We’re all continuing though. I already have two other projects coming up. Selina just supported The National and has a project. There’s so much good stuff going on, but we’re just at a level now where we need to break up at least for a little while. We’ve been doing this for nine years. Selina and I have known each other since we were 12.

Credit: Jessie Morgan

Let’s make this a celebration of your parting release. There’s a lot of empowering disco beats in the vein of Gossip, and even Warpaint, on So Long Desire. Were those bands reference points for you as a band when you started out?

Gossip was a huge epiphany for me. When I saw “Standing In The Way of Control” on VH1, I ran over to my parents’ landline (yes, I am that old), called Selina up, and said, “Oh my god!” I could hardly speak. “This is what I want to do, this is what we’re going to do”. 

When we formed the band, we didn’t care that people thought we should have a guitar. I was like, “Well, challenge accepted.” To me, it’s always been a sport to do things the way people told me not to. 

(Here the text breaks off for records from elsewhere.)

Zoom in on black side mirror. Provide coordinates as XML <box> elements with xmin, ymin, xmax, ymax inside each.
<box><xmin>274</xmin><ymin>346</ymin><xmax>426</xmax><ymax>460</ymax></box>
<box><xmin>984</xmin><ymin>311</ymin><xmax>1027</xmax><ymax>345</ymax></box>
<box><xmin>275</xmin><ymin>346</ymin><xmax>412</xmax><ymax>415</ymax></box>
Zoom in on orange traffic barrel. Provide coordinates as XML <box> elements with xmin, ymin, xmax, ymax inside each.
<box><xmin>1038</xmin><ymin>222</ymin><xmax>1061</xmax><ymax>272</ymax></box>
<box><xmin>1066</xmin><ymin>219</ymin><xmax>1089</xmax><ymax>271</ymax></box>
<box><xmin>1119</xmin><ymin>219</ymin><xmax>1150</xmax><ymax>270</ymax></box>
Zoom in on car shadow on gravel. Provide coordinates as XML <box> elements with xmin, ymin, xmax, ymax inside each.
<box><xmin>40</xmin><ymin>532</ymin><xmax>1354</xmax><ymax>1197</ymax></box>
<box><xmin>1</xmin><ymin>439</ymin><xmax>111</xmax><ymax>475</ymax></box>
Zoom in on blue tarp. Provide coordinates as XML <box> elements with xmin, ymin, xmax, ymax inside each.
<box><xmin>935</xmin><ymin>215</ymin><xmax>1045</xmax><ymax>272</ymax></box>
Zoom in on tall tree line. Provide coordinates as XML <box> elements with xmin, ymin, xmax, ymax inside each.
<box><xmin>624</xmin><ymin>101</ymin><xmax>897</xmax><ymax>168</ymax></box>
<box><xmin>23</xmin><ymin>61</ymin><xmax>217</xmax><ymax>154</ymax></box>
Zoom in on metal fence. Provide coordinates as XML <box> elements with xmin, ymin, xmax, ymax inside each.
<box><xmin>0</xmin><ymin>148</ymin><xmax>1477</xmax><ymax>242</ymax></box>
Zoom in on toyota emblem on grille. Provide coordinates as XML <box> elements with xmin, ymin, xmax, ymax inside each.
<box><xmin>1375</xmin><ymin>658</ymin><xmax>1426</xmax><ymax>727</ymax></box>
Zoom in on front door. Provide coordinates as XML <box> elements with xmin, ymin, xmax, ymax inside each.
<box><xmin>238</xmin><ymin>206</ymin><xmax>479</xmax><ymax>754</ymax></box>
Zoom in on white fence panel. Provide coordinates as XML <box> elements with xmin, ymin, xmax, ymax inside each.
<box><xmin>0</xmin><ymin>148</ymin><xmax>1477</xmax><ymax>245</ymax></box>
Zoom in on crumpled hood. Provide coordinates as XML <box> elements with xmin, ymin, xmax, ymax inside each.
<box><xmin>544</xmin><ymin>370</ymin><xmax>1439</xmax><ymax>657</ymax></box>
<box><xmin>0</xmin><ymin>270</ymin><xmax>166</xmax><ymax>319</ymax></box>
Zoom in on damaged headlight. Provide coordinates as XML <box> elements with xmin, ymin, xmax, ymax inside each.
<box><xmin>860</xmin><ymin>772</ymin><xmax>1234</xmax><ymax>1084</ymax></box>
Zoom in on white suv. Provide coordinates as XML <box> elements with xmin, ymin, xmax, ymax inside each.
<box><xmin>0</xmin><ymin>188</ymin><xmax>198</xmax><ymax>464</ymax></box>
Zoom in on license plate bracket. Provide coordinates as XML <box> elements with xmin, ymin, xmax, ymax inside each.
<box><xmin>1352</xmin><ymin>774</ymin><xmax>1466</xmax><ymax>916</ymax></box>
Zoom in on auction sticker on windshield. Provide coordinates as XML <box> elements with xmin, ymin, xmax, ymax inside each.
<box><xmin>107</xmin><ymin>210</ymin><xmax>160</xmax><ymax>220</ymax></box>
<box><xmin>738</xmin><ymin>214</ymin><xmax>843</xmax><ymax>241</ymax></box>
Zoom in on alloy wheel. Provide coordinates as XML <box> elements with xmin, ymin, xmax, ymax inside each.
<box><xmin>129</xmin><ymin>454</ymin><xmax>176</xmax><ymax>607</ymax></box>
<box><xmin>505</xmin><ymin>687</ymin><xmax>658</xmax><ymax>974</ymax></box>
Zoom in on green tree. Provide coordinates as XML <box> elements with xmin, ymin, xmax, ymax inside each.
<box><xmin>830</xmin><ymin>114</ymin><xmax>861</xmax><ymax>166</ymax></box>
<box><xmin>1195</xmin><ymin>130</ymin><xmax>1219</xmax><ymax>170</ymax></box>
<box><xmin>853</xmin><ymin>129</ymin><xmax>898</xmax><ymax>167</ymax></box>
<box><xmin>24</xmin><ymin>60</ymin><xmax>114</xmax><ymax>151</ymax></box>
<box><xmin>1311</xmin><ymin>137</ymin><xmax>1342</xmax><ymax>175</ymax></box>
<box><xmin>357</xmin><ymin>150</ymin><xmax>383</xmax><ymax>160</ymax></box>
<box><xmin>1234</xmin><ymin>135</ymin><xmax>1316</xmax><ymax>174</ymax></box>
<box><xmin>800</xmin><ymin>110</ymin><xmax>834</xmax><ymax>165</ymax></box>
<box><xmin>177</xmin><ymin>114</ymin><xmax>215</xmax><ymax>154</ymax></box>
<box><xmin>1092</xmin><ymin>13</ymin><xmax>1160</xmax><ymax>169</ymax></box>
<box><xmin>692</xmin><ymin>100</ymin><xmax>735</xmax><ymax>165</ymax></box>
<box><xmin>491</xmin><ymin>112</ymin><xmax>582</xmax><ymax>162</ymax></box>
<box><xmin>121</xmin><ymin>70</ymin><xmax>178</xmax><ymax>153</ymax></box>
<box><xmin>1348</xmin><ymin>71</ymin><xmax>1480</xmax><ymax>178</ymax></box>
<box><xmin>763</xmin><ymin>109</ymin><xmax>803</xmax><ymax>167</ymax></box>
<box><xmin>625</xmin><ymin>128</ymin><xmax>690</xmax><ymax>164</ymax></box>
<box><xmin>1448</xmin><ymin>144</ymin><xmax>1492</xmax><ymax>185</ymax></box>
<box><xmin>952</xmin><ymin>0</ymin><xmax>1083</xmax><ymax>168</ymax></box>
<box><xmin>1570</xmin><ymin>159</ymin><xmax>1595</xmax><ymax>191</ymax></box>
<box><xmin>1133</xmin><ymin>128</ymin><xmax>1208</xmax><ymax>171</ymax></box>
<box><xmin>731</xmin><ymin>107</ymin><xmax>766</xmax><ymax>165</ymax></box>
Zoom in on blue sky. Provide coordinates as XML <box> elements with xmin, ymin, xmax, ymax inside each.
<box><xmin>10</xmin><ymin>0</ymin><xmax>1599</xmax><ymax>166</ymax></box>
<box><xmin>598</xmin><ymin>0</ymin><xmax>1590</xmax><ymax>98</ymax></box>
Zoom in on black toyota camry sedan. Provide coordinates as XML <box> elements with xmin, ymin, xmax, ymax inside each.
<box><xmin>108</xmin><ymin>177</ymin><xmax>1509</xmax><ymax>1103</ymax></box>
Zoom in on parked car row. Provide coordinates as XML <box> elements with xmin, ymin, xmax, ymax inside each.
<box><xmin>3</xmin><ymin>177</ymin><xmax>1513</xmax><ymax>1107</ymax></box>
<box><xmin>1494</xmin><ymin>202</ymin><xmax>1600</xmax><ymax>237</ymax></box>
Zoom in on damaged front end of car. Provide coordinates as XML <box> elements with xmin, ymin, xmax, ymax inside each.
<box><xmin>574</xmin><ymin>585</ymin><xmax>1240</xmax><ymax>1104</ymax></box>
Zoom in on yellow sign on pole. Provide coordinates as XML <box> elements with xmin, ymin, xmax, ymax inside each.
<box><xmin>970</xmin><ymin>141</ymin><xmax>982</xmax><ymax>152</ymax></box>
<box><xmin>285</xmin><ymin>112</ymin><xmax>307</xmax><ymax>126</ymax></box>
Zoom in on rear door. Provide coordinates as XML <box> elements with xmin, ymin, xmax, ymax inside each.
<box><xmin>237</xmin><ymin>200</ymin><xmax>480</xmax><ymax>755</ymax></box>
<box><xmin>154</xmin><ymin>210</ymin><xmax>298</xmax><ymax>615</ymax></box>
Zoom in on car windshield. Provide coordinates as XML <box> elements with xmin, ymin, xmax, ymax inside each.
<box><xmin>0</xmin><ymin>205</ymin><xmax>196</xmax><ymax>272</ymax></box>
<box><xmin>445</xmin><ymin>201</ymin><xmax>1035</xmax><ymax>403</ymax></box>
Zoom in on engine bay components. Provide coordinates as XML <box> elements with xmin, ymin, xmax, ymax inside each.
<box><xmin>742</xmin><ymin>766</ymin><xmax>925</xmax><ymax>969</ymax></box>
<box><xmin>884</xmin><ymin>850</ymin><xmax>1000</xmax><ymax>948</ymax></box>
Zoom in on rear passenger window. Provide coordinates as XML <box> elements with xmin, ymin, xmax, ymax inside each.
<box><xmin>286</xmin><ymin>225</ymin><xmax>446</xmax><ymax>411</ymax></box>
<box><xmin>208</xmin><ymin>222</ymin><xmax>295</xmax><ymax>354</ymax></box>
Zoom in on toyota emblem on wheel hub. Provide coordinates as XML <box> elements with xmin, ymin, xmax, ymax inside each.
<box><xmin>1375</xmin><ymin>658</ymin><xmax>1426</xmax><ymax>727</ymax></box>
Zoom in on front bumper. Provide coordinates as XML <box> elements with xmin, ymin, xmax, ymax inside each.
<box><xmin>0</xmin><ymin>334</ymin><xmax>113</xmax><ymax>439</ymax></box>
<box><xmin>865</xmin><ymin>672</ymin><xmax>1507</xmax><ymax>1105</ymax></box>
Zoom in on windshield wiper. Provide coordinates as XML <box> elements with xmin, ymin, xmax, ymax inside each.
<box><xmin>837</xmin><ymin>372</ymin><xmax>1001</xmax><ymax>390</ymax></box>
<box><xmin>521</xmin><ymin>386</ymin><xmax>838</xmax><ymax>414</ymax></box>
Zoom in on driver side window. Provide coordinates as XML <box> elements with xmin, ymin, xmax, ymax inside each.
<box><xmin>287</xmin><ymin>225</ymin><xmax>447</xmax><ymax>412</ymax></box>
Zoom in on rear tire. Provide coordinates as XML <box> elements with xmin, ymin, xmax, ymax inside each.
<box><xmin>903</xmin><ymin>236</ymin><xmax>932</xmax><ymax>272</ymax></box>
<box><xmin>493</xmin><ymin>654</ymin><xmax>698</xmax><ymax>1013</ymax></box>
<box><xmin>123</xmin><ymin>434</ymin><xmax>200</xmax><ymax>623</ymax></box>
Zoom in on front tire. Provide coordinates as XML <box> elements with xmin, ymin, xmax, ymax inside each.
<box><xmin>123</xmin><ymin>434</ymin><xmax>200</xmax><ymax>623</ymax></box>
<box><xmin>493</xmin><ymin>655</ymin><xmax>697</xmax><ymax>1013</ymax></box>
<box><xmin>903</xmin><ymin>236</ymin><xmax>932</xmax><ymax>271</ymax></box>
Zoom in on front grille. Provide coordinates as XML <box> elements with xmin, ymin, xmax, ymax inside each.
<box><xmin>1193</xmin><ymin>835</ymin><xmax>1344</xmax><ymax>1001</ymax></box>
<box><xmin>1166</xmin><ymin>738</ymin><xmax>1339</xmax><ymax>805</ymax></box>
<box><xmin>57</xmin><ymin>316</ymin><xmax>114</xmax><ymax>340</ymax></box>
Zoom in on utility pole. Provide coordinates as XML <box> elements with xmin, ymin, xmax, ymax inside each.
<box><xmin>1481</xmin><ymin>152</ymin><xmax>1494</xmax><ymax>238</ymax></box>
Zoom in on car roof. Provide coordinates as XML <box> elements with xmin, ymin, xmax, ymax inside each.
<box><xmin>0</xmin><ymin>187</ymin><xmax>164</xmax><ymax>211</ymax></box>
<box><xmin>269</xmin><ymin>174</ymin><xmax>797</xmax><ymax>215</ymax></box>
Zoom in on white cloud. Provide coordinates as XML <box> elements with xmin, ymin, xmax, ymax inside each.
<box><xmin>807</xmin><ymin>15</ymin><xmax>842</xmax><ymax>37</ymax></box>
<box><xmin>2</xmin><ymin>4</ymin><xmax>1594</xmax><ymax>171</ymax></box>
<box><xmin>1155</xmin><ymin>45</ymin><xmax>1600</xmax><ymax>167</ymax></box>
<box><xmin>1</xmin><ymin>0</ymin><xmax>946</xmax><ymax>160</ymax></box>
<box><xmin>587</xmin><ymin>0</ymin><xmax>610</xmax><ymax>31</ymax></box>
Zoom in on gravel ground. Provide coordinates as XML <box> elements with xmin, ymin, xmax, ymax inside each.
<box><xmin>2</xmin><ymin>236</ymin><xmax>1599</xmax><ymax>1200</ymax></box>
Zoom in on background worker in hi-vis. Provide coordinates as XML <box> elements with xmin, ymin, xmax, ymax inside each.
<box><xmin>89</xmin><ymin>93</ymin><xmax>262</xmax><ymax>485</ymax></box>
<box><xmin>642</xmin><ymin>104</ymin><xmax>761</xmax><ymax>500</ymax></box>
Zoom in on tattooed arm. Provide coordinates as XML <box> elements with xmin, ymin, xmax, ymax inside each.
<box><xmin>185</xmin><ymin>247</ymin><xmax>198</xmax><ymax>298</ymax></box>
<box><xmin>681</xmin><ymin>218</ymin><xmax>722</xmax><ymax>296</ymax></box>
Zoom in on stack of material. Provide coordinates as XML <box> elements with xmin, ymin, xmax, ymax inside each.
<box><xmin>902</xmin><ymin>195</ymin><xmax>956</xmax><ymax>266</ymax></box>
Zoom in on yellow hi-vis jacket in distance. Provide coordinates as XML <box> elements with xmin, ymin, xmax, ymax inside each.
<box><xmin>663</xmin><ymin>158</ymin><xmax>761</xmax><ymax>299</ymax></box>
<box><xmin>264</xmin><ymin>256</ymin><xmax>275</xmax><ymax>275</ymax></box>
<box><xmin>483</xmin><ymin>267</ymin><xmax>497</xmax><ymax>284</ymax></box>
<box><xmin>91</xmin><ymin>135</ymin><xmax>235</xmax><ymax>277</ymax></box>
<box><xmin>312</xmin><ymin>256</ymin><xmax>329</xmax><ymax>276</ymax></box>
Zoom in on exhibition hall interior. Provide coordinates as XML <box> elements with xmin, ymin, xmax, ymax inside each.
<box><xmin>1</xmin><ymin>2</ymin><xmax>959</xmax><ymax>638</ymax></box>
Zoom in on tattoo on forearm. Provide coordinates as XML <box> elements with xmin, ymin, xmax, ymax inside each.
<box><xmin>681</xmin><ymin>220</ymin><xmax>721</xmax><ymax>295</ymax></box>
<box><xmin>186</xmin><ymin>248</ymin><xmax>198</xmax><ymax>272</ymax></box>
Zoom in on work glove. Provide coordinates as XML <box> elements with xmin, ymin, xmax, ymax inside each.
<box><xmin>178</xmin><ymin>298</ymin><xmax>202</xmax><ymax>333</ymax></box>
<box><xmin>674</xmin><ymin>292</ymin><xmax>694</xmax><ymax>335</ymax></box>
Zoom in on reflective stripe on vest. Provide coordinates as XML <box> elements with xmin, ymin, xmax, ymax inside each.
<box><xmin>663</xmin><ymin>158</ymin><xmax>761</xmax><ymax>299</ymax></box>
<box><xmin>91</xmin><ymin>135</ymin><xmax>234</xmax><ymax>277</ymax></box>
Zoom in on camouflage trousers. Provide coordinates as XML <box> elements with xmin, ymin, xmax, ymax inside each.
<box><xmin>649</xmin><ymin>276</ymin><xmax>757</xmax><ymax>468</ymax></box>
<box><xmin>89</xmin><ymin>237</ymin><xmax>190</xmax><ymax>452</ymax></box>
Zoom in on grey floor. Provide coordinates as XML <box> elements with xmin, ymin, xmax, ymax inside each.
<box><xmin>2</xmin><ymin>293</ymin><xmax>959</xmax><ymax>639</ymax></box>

That’s the whole thing about Nelson Can. We’ve always done everything backwards, and that’s the same for this break up. We’re doing it how people would not expect us to do it and in a way, that’s the whole point of it. It was really important to us, and all our work over the years, that we don’t get upset with each other and walk out. That’s not respectful. Not to each other, not to the project, not to fans. So we had to find the strength to deal with our issues.

The title track of So Long Desire showcases your command of the octave pedal. How much do you manipulate the sounds on the desk vs. your pedalboard?

Sometimes we put layers or effects on afterward. Not because we invent the sound on the computer, but because of the way I’m set up. I split my signal into four using the Voodoo Lab Amp Selector to get this full sound. When you record it, you do get a lot of noise on the recording. Sometimes we have to record it cleaner and then add some of the effects afterward because otherwise, it would sound horrific. I have ruined the day of a lot of sound technicians! 

Credit: Jessie Morgan

Speaking of which, you’ve stuck with a “no guitar policy” as a band from the start, which is so refreshing to see. How do you think this approach steers the direction of the songs you’re writing?

When you set a very narrow framework for your work, it does somehow feed your creativity because you have to think. You have to go places that you haven’t been to before, because what on earth can you really do with a bass? 

When I started playing, it was because I was terrible at playing drums [laughs]. My music teacher said, “Well, why don’t you try the bass?” Anyone who’s played music for a long time will know that bass [was once] where you put the girls who didn’t know how to play, right? In a way, that’s the rep that bass has, which is the story I have tried to change. That’s what I had in the back of my mind when we did this. I was very determined—just because I played bass and that was the only tone instrument that we had, that should not limit us. 

Credit: Soeren Bech

Your mission as a band was to “explore the world of music without chord instruments, to make music that is different from anything you’ve ever heard before” which feels particularly poignant now in light of your news. Do you feel like you’ve succeeded?

Last year, when we decided to break up, we could’ve just walked out and said that was it. I felt that we would be letting a lot of people down if we did it like that. I don’t want to put myself on a pedestal or anything, but I think what I have done as a musician has mattered and continues to matter. We have pushed some boundaries for music creation. We have inspired not just women but men and non-binary people to go on and do their thing, whatever their thing is. 

Just because you decide to discontinue something doesn’t mean it’s a failure. We’re very fast or quick to label ourselves failures: we’re not thin enough, we’re not rich enough or popular enough with enough likes on Instagram, or whatever. But none of that stuff matters. It matters how you feel inside, to have good friends, to feel like you have a creative outlet. Take control of your narrative as a musician, and don’t let anyone dictate what your career looks like.